Joan sempre foi subestimada pelo marido e, ao não acatar a uma mudança sugerida em seu novo texto, Bernard fica irritado; sente que perdeu controle sobre a esposa. Ela cansou do teste diário, de viver com um homem que precisa ser o centro das atenções e que trata todos ao seu redor de forma blasé. Joan é a força motriz do filme; é quem toma à frente da situação e decide dar um novo rumo à sua vida. Seus trabalhos passam a ser publicados e elogiados, constrangendo Bernard, que a tratava como uma aluna em estágio inicial. Ela começa a sair com Ivan, professor de tênis de Frank, caracterizado por Bernard como um filisteu, provando que, para ser feliz, precisava apenas de leveza e cumplicidade. Não é fácil ser solteira na sua idade; as mínimas imperfeições do corpo são notadas e qualquer elogio é muito bem-vindo. Joan nota que o ex-marido aparou a barba, o que salienta a intimidade dos anos juntos e o carinho que ainda nutre por Bernard.

Walt, um dos filhos, é uma versão fajuta e constrangedora do pai. Ele fala sobre clássicos do cinema e da literatura com suposta propriedade, todavia, nunca assistiu ou leu nenhuma das obras citadas. Sua retórica é ensaiada e decorada durante os jantares, enquanto Bernard, com seu ar professoral, disserta. Ao ser perguntado pela namorada sobre o desfecho de “A Metamorfose”, de Franz Kafka, ele é bastante profundo: “é muito kafkaniano”. Sério? Quem diria. Walt não liga para o amor, só pensa em sexo, apesar de ter problemas de ejaculação precoce. São as convenções sociais fomentadas no meio escolar; Walt está distante de sua versão mais genuína. Poucos personagens me irritam tanto, o que faz sentido, afinal, ele age como a “cópia” de um sujeito arrogante; logo, sua insegurança e indelicadeza são triplicadas e atingem pessoas que deveriam ser tratadas com cuidado. Por motivos óbvios, Walt toma as dores do pai e passa a desprezar a mãe. Seu pseudo-brilhantismo, desejo de ser admirado e artificialidade são sintetizados na famosa sequência em que ele, num show de talentos, apresenta “Hey You”, do Pink Floyd, como se fosse de autoria própria.

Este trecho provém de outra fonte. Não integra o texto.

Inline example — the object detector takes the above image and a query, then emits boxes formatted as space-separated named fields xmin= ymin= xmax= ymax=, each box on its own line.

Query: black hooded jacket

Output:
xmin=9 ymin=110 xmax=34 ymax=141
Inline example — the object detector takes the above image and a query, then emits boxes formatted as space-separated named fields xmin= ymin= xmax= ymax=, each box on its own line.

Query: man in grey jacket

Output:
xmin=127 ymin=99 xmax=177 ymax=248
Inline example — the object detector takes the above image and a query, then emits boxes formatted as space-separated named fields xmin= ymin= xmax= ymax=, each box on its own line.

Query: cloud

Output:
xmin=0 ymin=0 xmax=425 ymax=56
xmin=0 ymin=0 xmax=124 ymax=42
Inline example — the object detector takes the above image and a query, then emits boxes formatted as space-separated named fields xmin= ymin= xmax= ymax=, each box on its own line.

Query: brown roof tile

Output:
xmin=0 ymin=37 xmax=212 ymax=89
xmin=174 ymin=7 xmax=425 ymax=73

Por último, fechando a família em plena disfunção, temos Frank, um pré-adolescente que está na fase da “curiosidade excessiva”. A competitividade de Bernard corre em suas veias, no entanto, ele faz questão de dizer que é um filisteu e que se espelha em Ivan. Frank prefere a mãe, foge de casa, fala palavrões em abundância, experimenta diferentes tipos de bebidas alcóolicas e espalha sémen pela livraria da escola. Frank é quem mais sente a separação e suas atitudes são um reflexo desse baque. Lili é uma jovem sensual que aflora a fantasia de professor universitário de Bernard e o despertar sexual de Walt. Os planos em que os dois, paralisados, a observam são engraçadíssimos – dividem até o mesmo gosto por mulheres.

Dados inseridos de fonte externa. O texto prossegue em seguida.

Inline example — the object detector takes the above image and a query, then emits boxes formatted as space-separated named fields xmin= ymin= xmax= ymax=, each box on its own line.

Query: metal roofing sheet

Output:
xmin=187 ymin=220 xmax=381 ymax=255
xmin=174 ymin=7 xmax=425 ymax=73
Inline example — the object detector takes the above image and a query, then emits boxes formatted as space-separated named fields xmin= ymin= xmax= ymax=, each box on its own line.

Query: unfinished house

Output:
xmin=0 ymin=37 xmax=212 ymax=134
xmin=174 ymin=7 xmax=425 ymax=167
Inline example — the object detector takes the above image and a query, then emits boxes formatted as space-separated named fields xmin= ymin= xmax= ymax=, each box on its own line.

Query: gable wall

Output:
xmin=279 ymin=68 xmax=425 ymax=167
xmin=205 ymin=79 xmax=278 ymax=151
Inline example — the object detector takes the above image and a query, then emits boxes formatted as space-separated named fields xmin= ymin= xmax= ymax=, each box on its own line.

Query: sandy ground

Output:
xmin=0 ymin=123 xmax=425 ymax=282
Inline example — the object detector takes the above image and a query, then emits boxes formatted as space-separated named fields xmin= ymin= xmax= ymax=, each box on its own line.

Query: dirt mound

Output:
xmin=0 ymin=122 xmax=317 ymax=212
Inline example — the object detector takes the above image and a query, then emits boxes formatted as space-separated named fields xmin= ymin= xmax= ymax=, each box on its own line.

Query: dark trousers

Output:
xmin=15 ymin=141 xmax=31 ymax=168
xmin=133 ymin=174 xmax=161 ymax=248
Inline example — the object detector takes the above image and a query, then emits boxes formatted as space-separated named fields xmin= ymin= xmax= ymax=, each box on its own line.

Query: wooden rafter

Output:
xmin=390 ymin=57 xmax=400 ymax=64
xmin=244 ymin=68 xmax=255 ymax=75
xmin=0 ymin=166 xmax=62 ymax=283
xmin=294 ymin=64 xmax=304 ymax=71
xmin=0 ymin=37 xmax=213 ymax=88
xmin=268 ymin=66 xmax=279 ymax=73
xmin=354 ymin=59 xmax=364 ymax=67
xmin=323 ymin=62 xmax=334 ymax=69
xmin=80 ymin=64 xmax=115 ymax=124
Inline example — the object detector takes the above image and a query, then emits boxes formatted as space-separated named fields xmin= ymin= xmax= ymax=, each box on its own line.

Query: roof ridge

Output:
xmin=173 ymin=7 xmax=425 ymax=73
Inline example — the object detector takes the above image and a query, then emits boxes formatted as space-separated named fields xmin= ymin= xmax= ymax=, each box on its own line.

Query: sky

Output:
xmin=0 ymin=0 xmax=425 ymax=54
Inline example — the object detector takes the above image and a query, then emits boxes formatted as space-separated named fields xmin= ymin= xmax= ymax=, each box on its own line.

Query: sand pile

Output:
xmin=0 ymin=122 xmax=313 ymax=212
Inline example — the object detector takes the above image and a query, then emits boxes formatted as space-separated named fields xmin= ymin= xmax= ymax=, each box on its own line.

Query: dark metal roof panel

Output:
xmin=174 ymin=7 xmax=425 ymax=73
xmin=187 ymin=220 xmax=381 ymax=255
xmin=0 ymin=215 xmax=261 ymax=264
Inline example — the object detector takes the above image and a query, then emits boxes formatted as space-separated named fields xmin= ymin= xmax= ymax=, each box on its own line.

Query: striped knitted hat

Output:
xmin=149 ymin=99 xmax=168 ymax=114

No terço final, o roteiro desfaz a imagem que tínhamos de Walt. Na conversa com o psicólogo, o adolescente é obrigado a relembrar bons momentos e, ao puxá-los da memória, só se lembra da mãe. Pela primeira vez, ele é honesto, demonstrando ser, também, atento às sutilezas da vida. Bernard não estava lá, era alheio à sua infância; foi Joan quem lhe proporcionou as risadas e as aventuras inesquecíveis. Walt, de imediato, sente falta daquela amizade e vai atrás de si, de consertar as coisas. O desfecho, além de justificar o título do filme, é lindíssimo.

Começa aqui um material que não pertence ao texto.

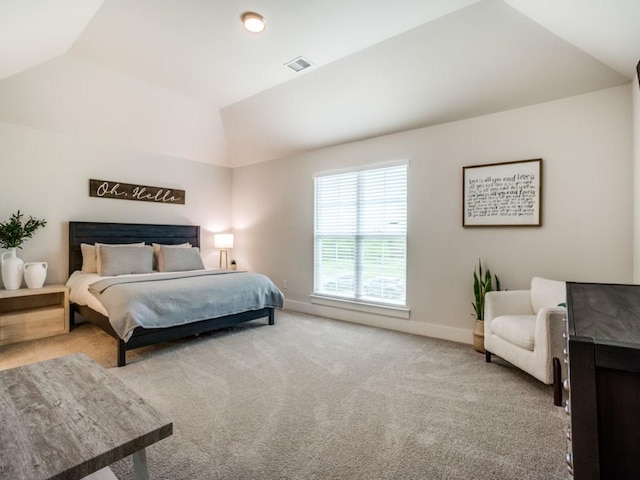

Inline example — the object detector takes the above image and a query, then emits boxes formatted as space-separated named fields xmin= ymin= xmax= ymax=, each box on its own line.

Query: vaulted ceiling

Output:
xmin=0 ymin=0 xmax=640 ymax=166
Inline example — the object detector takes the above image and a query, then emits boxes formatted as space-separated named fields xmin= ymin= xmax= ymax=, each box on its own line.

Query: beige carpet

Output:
xmin=0 ymin=312 xmax=567 ymax=480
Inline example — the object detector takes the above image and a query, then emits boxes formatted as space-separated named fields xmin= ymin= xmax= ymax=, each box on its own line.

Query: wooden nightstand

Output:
xmin=0 ymin=285 xmax=69 ymax=345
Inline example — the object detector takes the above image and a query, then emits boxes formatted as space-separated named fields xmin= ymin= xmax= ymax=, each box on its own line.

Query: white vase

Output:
xmin=24 ymin=262 xmax=49 ymax=288
xmin=0 ymin=248 xmax=24 ymax=290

Noah Baumbach adota uma abordagem intimista e crua, manuseando, por vezes, a câmera na mão e abusando de cortes secos. Na cena em que os pais informam a separação, Frank fica ao lado de Joan e Walt, de frente para Bernard – os “times” são estabelecidos sem alarde. As escolhas musicais conferem uma certa melancolia à narrativa e traduzem perfeitamente o estado de espírito dos personagens. A composição de Jeff Daniels é rígida. No momento em que vê seus livros na estante de Joan, sua expressão sofre uma leve alteração, quase como se estivesse num estado de transe, emocionado por saber que a antiga companheira ainda o admira. No seu primeiro papel de destaque, Jesse Eisenberg cria os maneirismos que o acompanham até hoje, o que não é uma crítica.

“The Squid and The Whale” foi o primeiro grande filme de Noah Baumbach e seu roteiro está entre os melhores da década de 2000.